InstCombine recognizes that it can remove 'tmpcast' and simplify 'castOfTmpcast' if it promotes the type of the alloca. Since 'tmpcast' has only one use, we try to save its debug users, anticipating that 'tmpcast' will be deleted. The DomPoint / DT machinery gives us a way to prevent this use-before-def for the unlinked 'simplifiedCast':

%local = alloca i64
call dbg.declare(%simplifiedCast, "local")
<some instructions follow>
%simplifiedCast = bitcast %local

We either salvage the debug user or delete it. The unit test has examples of both situations.

I think that we still have the problem with only checking dominance of the moved/replaced value though.
As was discussed earlier somewhere (a patch in post RA MachineSink) we also might have the problem that there are other dbg.value intrinsics, referring to the same variable (or an overlapping fragment). And the question is if it is correct to reorder such dbg.value intrinsics, or what to do. Matt wrote a TR about it here https://bugs.llvm.org/show_bug.cgi?id=37897

Doesn't this patch sidestep issues with reordering variable updates, because the updates are now all done in-place?

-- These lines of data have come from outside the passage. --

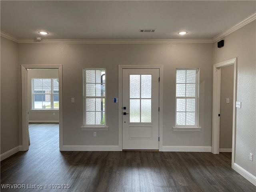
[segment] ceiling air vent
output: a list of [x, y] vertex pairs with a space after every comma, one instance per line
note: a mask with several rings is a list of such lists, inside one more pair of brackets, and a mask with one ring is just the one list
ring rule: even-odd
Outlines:
[[140, 32], [154, 32], [156, 31], [156, 29], [140, 29], [139, 30]]

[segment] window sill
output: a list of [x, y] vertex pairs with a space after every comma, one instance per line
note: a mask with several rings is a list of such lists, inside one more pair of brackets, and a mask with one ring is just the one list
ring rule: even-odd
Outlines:
[[174, 131], [200, 131], [201, 127], [173, 127]]
[[107, 131], [108, 126], [82, 126], [81, 127], [82, 131]]

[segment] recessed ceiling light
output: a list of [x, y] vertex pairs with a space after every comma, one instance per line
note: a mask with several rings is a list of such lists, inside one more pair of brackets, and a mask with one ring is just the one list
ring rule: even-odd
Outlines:
[[188, 33], [188, 32], [186, 32], [186, 31], [181, 31], [180, 32], [179, 32], [178, 33], [178, 34], [180, 34], [180, 35], [184, 35], [185, 34], [186, 34], [187, 33]]
[[38, 32], [40, 34], [42, 34], [42, 35], [47, 35], [47, 34], [49, 34], [49, 33], [48, 32], [46, 32], [45, 31], [40, 31]]

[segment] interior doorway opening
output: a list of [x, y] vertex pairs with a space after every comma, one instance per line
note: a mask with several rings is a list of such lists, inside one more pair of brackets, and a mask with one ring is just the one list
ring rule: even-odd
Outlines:
[[222, 68], [233, 65], [233, 113], [232, 117], [232, 148], [231, 167], [233, 168], [234, 162], [236, 135], [236, 58], [228, 60], [214, 65], [212, 105], [212, 152], [220, 153], [220, 85]]

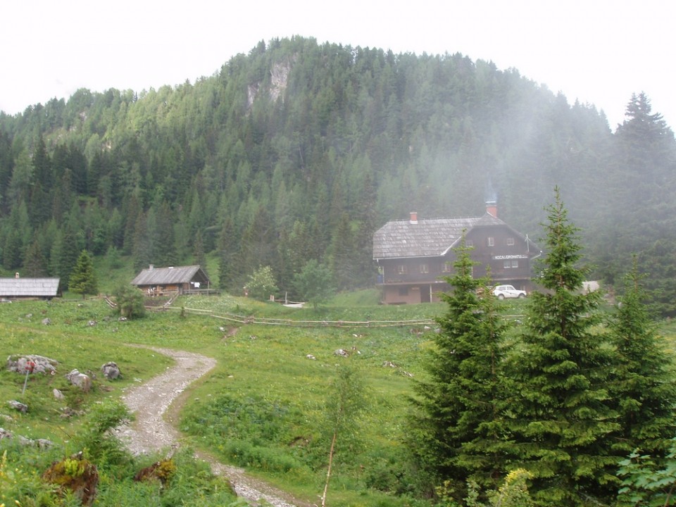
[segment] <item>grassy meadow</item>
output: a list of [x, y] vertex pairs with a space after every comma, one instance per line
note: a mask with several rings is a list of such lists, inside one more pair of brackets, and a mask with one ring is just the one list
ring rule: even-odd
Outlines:
[[[523, 301], [502, 301], [506, 318]], [[332, 506], [424, 506], [407, 492], [415, 484], [406, 469], [408, 397], [424, 378], [425, 351], [433, 325], [382, 327], [389, 320], [432, 320], [442, 303], [377, 304], [377, 294], [341, 294], [318, 311], [289, 308], [227, 295], [184, 296], [164, 312], [120, 321], [101, 299], [26, 301], [0, 305], [0, 353], [32, 353], [58, 361], [55, 375], [0, 373], [0, 426], [31, 439], [46, 438], [68, 454], [84, 414], [97, 401], [119, 398], [129, 386], [163, 371], [170, 360], [145, 344], [188, 350], [213, 357], [217, 367], [184, 395], [178, 419], [184, 446], [246, 468], [299, 498], [319, 503], [332, 435], [330, 407], [339, 394], [342, 369], [354, 372], [363, 410], [339, 433], [329, 486]], [[224, 318], [279, 319], [277, 324], [239, 324]], [[49, 319], [49, 324], [44, 323]], [[370, 321], [370, 326], [351, 322]], [[316, 321], [308, 325], [308, 321]], [[326, 323], [342, 321], [342, 327]], [[303, 325], [294, 323], [305, 323]], [[668, 336], [676, 333], [670, 323]], [[342, 349], [346, 357], [337, 355]], [[115, 361], [123, 378], [100, 374]], [[97, 375], [82, 394], [67, 385], [73, 369]], [[54, 389], [65, 399], [56, 400]], [[20, 414], [6, 401], [26, 403]], [[74, 415], [63, 417], [67, 406]], [[0, 448], [1, 451], [1, 448]], [[130, 503], [130, 505], [132, 503]]]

bjope added a comment.Jul 6 2018, 12:47 AM
In D48676#1153642, @vsk wrote:

FYI: Looks like you have address my earlier comments. So I have no blocking remarks.

Thanks for taking a look, I really appreciate your detailed feedback.

The addition of DomPoint / DT was interesting (not sure that I have figured out exactly which scenarios that are handled)

The two scenarios are:

  1. The replacement value is a Constant, will be inserted at a position which dominates the original instruction, or will be inserted immediately after the original instruction (which is deleted later). In this scenario there's no risk of introducing debug value use-before-def.
  2. The original value dominates the position where the replacement value will be inserted. A good example of this is the 'alloca-cast-debuginfo.ll' test. In an intermediate step, InstCombine inserts a temporary cast of an alloca:
%local = alloca %struct.Foo
%tmpcast = bitcast %local
call dbg.declare(%tmpcast, "local")
<some instructions follow>
%castOfTmpcast = bitcast %tmpcast

InstCombine recognizes that it can remove 'tmpcast' and simplify 'castOfTmpcast' if it promotes the type of the alloca. Since 'tmpcast' has only one use, we try to save its debug users, anticipating that 'tmpcast' will be deleted. The DomPoint / DT machinery gives us a way to prevent this use-before-def for the unlinked 'simplifiedCast':

%local = alloca i64
call dbg.declare(%simplifiedCast, "local")
<some instructions follow>
%simplifiedCast = bitcast %local

We either salvage the debug user or delete it. The unit test has examples of both situations.

I think that we still have the problem with only checking dominance of the moved/replaced value though.
As was discussed earlier somewhere (a patch in post RA MachineSink) we also might have the problem that there are other dbg.value intrinsics, referring to the same variable (or an overlapping fragment). And the question is if it is correct to reorder such dbg.value intrinsics, or what to do. Matt wrote a TR about it here https://bugs.llvm.org/show_bug.cgi?id=37897

Doesn't this patch sidestep issues with reordering variable updates, because the updates are now all done in-place?

I thought that

DII->moveAfter(&DomPoint);

still could move the DII without really taking other dbg.value intrinsics, potentially describing the same variable, into account.
But I see now that the moveAfter only happens when

DomPointAfterFrom && DII->getNextNonDebugInstruction() == &DomPoint

which means that we do not move the DII arbitrarely (it's just moving to the other side of the DomPoint). So it should be ok.

This revision was automatically updated to reflect the committed changes.